Thursday, December 23, 2010

Looking ahead to the First Sunday after Christmas: John 1:1-18

William Temple, Archbishop of Canterbury (1942-44)
John the Evangelist (painting by Titian, 1547)   

The title of this should be: "Looking ahead in a busy week (!) to the First Sunday after Christmas."  I am relying on William Temple to share something with you about the prologue to John's Gospel this morning.  I will preach on it twice this upcoming weekend - once on Christmas morning and once on Sunday morning.  It is such a rich and deep passage that I am a bit overwhelmed when it comes to blogging about it.  I hope this excerpt from Temple's commentary on the Gospel of John will be helpful for you.  It takes two verses and makes one good, solid point about them that funds a great deal of reflection.  When I read these verses, and when I read Temple's comments on them, I come away with the sense that Christ is meaning.  Christ is the source of all meaning and meaning exists before time.  Meaning is redemptive. 

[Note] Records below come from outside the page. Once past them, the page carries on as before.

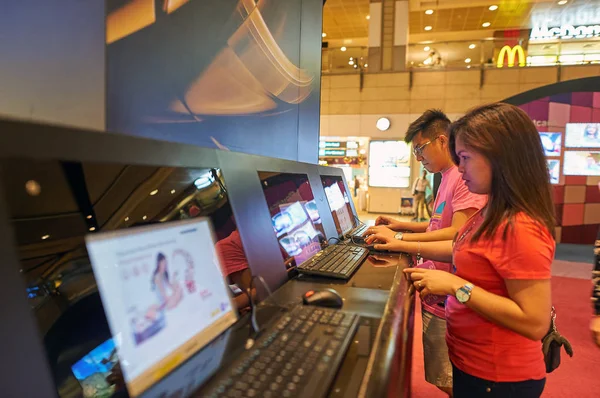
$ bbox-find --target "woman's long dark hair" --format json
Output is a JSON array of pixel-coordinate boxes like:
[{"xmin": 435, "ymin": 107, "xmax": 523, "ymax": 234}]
[
  {"xmin": 449, "ymin": 103, "xmax": 556, "ymax": 242},
  {"xmin": 152, "ymin": 252, "xmax": 169, "ymax": 288}
]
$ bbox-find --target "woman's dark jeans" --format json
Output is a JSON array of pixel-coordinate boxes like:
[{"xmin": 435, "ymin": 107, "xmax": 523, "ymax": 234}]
[{"xmin": 452, "ymin": 364, "xmax": 546, "ymax": 398}]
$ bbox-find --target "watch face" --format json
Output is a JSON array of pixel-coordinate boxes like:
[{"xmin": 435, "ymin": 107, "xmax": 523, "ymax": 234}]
[{"xmin": 456, "ymin": 287, "xmax": 471, "ymax": 303}]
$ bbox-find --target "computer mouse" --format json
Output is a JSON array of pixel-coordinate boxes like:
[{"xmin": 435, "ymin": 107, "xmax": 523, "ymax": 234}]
[{"xmin": 302, "ymin": 289, "xmax": 344, "ymax": 308}]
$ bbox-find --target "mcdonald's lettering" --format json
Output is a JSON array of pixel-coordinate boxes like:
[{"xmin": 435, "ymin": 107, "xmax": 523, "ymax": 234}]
[{"xmin": 496, "ymin": 45, "xmax": 525, "ymax": 68}]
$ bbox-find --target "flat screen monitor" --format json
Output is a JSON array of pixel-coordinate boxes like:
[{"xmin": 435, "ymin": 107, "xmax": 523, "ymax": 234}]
[
  {"xmin": 369, "ymin": 141, "xmax": 410, "ymax": 188},
  {"xmin": 321, "ymin": 175, "xmax": 357, "ymax": 237},
  {"xmin": 258, "ymin": 171, "xmax": 325, "ymax": 268},
  {"xmin": 563, "ymin": 151, "xmax": 600, "ymax": 176},
  {"xmin": 565, "ymin": 123, "xmax": 600, "ymax": 148},
  {"xmin": 86, "ymin": 219, "xmax": 237, "ymax": 396},
  {"xmin": 547, "ymin": 159, "xmax": 560, "ymax": 184},
  {"xmin": 71, "ymin": 339, "xmax": 119, "ymax": 398},
  {"xmin": 540, "ymin": 132, "xmax": 562, "ymax": 156},
  {"xmin": 0, "ymin": 158, "xmax": 251, "ymax": 397}
]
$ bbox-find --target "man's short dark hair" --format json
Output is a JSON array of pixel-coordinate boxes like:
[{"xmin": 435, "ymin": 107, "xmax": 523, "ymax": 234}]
[{"xmin": 404, "ymin": 109, "xmax": 450, "ymax": 144}]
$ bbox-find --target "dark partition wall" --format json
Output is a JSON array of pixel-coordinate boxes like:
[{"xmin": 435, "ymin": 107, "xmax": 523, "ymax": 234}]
[{"xmin": 107, "ymin": 0, "xmax": 322, "ymax": 163}]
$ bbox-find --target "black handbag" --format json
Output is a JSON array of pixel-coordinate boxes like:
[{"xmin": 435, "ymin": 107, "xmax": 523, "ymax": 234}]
[{"xmin": 542, "ymin": 306, "xmax": 573, "ymax": 373}]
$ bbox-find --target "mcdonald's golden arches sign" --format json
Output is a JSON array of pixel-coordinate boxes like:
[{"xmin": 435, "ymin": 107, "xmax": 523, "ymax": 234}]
[{"xmin": 496, "ymin": 44, "xmax": 525, "ymax": 68}]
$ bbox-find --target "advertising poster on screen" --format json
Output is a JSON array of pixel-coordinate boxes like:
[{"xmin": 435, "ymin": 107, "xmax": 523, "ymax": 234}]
[
  {"xmin": 540, "ymin": 133, "xmax": 562, "ymax": 156},
  {"xmin": 563, "ymin": 151, "xmax": 600, "ymax": 176},
  {"xmin": 565, "ymin": 123, "xmax": 600, "ymax": 148}
]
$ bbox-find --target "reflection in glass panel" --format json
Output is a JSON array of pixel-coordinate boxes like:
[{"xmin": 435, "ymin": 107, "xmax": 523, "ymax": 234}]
[
  {"xmin": 258, "ymin": 171, "xmax": 325, "ymax": 268},
  {"xmin": 0, "ymin": 159, "xmax": 254, "ymax": 397}
]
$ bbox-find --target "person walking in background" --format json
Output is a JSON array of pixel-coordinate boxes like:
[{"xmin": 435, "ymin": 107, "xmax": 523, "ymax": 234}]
[
  {"xmin": 354, "ymin": 176, "xmax": 360, "ymax": 198},
  {"xmin": 590, "ymin": 183, "xmax": 600, "ymax": 347},
  {"xmin": 413, "ymin": 170, "xmax": 431, "ymax": 221}
]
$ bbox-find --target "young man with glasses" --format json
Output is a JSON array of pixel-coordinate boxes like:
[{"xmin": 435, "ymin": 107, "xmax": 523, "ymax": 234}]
[{"xmin": 365, "ymin": 109, "xmax": 487, "ymax": 396}]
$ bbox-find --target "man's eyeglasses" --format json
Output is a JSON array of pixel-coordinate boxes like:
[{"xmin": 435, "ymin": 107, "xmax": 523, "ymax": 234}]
[{"xmin": 413, "ymin": 135, "xmax": 440, "ymax": 156}]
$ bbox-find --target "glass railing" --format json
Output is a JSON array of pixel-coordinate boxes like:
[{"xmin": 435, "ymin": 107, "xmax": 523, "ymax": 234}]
[{"xmin": 322, "ymin": 38, "xmax": 600, "ymax": 73}]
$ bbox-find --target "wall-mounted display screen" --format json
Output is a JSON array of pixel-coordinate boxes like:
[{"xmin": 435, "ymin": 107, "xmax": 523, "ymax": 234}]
[
  {"xmin": 548, "ymin": 159, "xmax": 560, "ymax": 184},
  {"xmin": 565, "ymin": 123, "xmax": 600, "ymax": 148},
  {"xmin": 369, "ymin": 141, "xmax": 410, "ymax": 188},
  {"xmin": 540, "ymin": 133, "xmax": 562, "ymax": 156},
  {"xmin": 563, "ymin": 151, "xmax": 600, "ymax": 176}
]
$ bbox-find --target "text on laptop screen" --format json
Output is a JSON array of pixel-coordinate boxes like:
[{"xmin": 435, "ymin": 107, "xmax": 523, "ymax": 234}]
[
  {"xmin": 321, "ymin": 175, "xmax": 356, "ymax": 236},
  {"xmin": 0, "ymin": 158, "xmax": 251, "ymax": 397},
  {"xmin": 258, "ymin": 171, "xmax": 325, "ymax": 267},
  {"xmin": 86, "ymin": 219, "xmax": 237, "ymax": 396}
]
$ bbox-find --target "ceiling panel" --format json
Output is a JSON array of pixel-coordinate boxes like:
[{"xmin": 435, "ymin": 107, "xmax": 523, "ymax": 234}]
[{"xmin": 323, "ymin": 0, "xmax": 600, "ymax": 40}]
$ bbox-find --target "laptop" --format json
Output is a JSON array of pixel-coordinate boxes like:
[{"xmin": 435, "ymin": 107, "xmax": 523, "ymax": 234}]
[
  {"xmin": 321, "ymin": 175, "xmax": 375, "ymax": 240},
  {"xmin": 86, "ymin": 218, "xmax": 238, "ymax": 397},
  {"xmin": 258, "ymin": 171, "xmax": 369, "ymax": 279}
]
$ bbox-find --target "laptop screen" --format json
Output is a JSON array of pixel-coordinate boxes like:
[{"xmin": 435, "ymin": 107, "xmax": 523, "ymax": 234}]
[
  {"xmin": 321, "ymin": 175, "xmax": 357, "ymax": 237},
  {"xmin": 86, "ymin": 219, "xmax": 237, "ymax": 396},
  {"xmin": 258, "ymin": 171, "xmax": 325, "ymax": 268},
  {"xmin": 0, "ymin": 158, "xmax": 252, "ymax": 398}
]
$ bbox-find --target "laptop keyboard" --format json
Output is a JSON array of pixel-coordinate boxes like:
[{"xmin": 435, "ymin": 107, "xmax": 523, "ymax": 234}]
[
  {"xmin": 200, "ymin": 306, "xmax": 358, "ymax": 398},
  {"xmin": 298, "ymin": 245, "xmax": 369, "ymax": 279}
]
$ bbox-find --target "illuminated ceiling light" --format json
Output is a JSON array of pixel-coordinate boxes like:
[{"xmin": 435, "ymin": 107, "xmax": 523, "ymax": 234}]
[{"xmin": 25, "ymin": 180, "xmax": 42, "ymax": 196}]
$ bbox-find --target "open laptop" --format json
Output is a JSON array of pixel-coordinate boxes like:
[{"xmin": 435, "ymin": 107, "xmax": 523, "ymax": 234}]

From Readings in St. John’s Gospel by William Temple (Morehouse Barlow, 1985):

John 1:1-2: In the beginning was the Word.  And the Word was with God.  And the Word was God.  The same was in the beginning with God. 

I have no doubt that in a general sense St. John is here following the thought of Philo; but this does not mean that he was a student of Philo’s writings.  The term ‘Logos’ was in general use in the Hellenistic world … The Evangelist is not here proclaiming unfamiliar truth; rather he is seeking common ground with his readers … He finds it in this word ‘Logos’, which alike for Jew and Gentile represents the ruling fact of the universe, and represents that fact as the self-expression of God.  The Jew will remember that ‘by the Word of the Lord were the heavens made’; the Greek will think of the rational principle of which all natural laws are particular expressions.  Both will agree that this Logos is the starting point of all things.  It exists as it always did εν άρχή – in the beginning, at the root of the universe.  (4-5)

Notes (from Danielle):

Philo of Alexandria was a first century philosopher who married Greek and Jewish thought.

Logos is a Greek word that means “word.”  In ancient Greek philosophy, it is the idea of a rational, ordering principle in the universe. 

“Hellenistic” refers to Greek culture ca 4th – 2nd century BCE.

εν άρχή means “in the beginning.”  These are the first two words of John’s Gospel in Koine Greek: εν άρχή ήν ο λογος (“in the beginning was the word”).